Over drawl of Power by a few states, Supply Demand mismatch, installed generating capacity, poor health of SEBs, Outdated regulatory mechanisms, Technical and Commercial losses, Fuel supply and Transmission system are some of the reasons being attributed for these failures by Power Sector Experts. They have literally blamed the entire chain in power system, not one or two doable things for these failures. Power Sector is a victim of Policies & lack of will to take Decisions.
Traditionally Power Generation in our country had been with SEBs barring about 40,000 MW with a highly efficient NTPC. Only recently Private Sector started taking interest and boosted capacity addition in 11th plan. For 12th plan they will be adding almost 40% of proposed 76,000MW.
Presently India has installed capacity of 200,000MW compared to China’s 800,000MW. We have track record of poor project implementation, over protection of domestic vendors with stringent import regulations, misplaced environment policies, ever changing regulations for land acquisition and a PSU not competent to supply guaranteed fuel. Adding to these woes, Banks & financial institutions have started looking at Power Generation as risky investment. With all these it is going to be a tough catching up game and decades before we are able to fill the Demand Supply gap.
In a recent study international rating agency Moody has described higher than usual losses in T&D due to poor infrastructure and losses related to fraud & corruption by consumers who do not pay for the electricity they consume. It is estimated that 30% power is lost to theft and inefficiency in state distribution networks. It amounts to about 60,000MW, the load three affected grids were carrying on Tuesday afternoon when the 2nd failure happened. Post privatisation, power theft has been dealt by BSES and Tata’s in Delhi effectively by using cables to transmit power right up to consumers door steps, literally making it impossible for them to use jumpers and simultaneously imposing heavy penalty or even summary disconnection if found involved in power theft.
Our SEBs can’t take these costly but effective initiatives for want of funds. Their financial health is in dire state owing to low tariffs, increased fuel prices, non receipt/ delayed receipts from consumers. In Bihar receivables take up to 600 days i.e. almost 2 years after consuming electricity payment is made to SEB. Electricity is being sold at heavily subsidised rates to agriculture sector, which in most Northern states is the biggest consumer. And it takes long time to get subsidy from the government. It is because of the paucity of funds that SEB are not able to spend on badly needed maintenance of the local distribution system and generating plants in their state.
In India there are a large number of power plants which are old, inefficient and generating below average electricity but still being counted in 200,000MW installed capacity. This is also one of the reasons in shortfall in generation. By planned Renovation & Modernisation a new life can be infused in them providing a quick and low cost solution to bridge the demand supply gap.
Over drawl is turning out to be an easy way out for SEBs to meet their power requirements. Each Board has been allocated a quota and ideally shouldn’t exceed the limits prescribed.

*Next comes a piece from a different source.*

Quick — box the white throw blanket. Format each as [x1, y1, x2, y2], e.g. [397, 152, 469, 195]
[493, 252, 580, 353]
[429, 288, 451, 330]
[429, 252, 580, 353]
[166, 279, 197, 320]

But it is being regularly violated with impunity as Boards find it cheaper to pay over drawl fines which are way below the prevailing market rate of Power to be sourced from Private Developers. Moreover penalty is a deferred payment unlike purchases from Power Exchange where immediate payments by transfer of funds are required. Until the over drawl fine is hiked to make it comparable with power purchase, Boards will keep violating the limits assigned regularly resulting in eventuality of grid failures during low frequency.
CERC has to be made more powerful. Their orders should have the same authority as that of a Court decree. They should raise the penalty for over drawl from present paltry Rs 1 Lakh to manifold for each violation and compounded for repeat violations. Keeping a watch on erring states should not be arduous as it is well known that Haryana, UP, Rajasthan, Punjab and J&K are the inveterate defaulters. If over drawl, which appears to be the cause for present collapse, can be checked, we shall be spared another grid failure of this magnitude in future.
About the author:
Mr Pravin Bhasin is Power Sector professional with over 40 years expereince in BHEL, L&T, Thermax & Reliance Infra.He has been associated with Thermal power projects both gas based & Coal based; small & large in India & abroad.Now he provides consultancy services on Power Sector.